The Department of Material Management has recently placed much of its inventory online, creating a virtual Tulane medical storeroom. "We try to offer the most convenience to Tulane employees," says Dan Sintich, director of the department. The address of the virtual storeroom is http://www.matmgmt.tulane.edu/ welcomestoreroom.htm.
Once inside, shoppers can view items ranging from iMac computers to 10-milliliter pipettes. Employees from both campuses can browse the storeroom and collect a virtual shopping cart full of items and generate a printed sheet to accompany the IT (interdepartmental transfer) forms required to complete the purchase. Plans to automate the process completely, without generating the paper forms, are in the works, Sintich says.
Employees can also purchase items for personal use through the site, but must pay sales tax. The Web-based storeroom is just one of the programs that the materials management department has developed to serve Tulane employees, Sintich says. This type of benefit is part of the service-oriented mission of the department, he adds.
"When we deal with vendors, we work every angle we can to get the best deal for Tulane," he says. To get the best deal, the department centralizes services such as spring water delivery, beeper purchases and overnight shipping to capitalize on the volume of business the medical center generates. Buyers in the department then negotiate prices with vendors based on this volume.
Centralizing services such as package delivery also adds an extra layer of safety on the Byzantine downtown campus, where unauthorized personnel may present a security risk in laboratories and animal-research facilities. The department also organizes sessions with computer companies where employees can evaluate hardware from Apple, Dell and Gateway, the three companies with contracts at the medical center.
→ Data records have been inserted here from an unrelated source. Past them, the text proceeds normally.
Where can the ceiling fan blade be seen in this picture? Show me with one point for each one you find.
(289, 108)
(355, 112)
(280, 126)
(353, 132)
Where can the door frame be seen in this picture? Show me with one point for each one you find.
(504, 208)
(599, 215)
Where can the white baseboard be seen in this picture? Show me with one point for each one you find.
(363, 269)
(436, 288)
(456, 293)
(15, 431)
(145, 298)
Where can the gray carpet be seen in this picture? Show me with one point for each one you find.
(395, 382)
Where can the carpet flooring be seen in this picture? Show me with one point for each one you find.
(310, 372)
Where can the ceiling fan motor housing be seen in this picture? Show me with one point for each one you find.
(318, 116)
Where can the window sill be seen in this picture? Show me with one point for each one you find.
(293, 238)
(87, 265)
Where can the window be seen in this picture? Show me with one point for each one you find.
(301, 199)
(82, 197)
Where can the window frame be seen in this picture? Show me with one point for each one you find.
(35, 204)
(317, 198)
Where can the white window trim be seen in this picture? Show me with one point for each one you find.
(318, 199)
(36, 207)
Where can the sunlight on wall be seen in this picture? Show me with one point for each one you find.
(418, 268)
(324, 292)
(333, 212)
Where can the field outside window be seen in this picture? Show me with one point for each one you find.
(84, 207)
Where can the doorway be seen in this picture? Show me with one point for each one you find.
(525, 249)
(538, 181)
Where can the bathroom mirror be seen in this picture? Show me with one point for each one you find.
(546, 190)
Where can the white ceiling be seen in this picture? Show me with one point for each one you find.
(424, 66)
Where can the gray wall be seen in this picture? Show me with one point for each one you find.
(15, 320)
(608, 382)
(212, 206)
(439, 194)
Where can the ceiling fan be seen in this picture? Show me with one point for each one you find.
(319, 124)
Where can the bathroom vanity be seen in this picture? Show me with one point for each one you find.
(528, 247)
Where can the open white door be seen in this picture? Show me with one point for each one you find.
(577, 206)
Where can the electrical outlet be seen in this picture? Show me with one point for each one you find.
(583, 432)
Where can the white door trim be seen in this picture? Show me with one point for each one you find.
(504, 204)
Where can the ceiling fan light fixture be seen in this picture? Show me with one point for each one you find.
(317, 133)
For employees who want to check out the newest iMac or G3, the department has a permanent display area for Apple computers in its fourth- floor office in 127 Elk Place. "Very few purchasing departments worry about things like this," Sintich says. "We allow our employees to test drive computers and 'kick the tires,' so to speak."
Other computer-related activities at the department include setting up rooms on the fifth floor at 127 Elk Place for on-site repair and service of hardware and for software training by CompUSA instructors. In the department's fourth-floor office, Geryl Diodene, assistant director of the department, will soon provide training on the purchasing applications of the new Tulane Accounting Management System.
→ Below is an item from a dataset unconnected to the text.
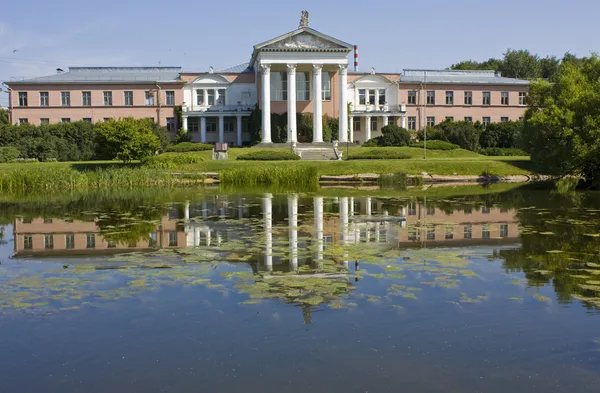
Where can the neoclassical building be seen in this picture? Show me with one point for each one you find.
(303, 71)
The actual storeroom of the department, located on the first floor of the School of Medicine, houses rows of laboratory and office supplies as well as some unusual items.
"During hurricane season, we stock batteries and flashlights as well as some items that are hard to find in the stores, such as dry ice," Sintich says.
As with the online storeroom, employees can purchase items directly from the storeroom for individual departments or for personal use by adding sales tax. Offering these services goes beyond the calling of the average purchasing department, says Sintich, who has a background in retail sales and likes to refer to employees as customers.
In fact, when Sintich interviews applicants for positions in the department, he always asks prospective employees if they have retail experience. "People involved in purchasing departments need to know how to work with customers," he says. "If you have a retail background, you know how to take care of your customers."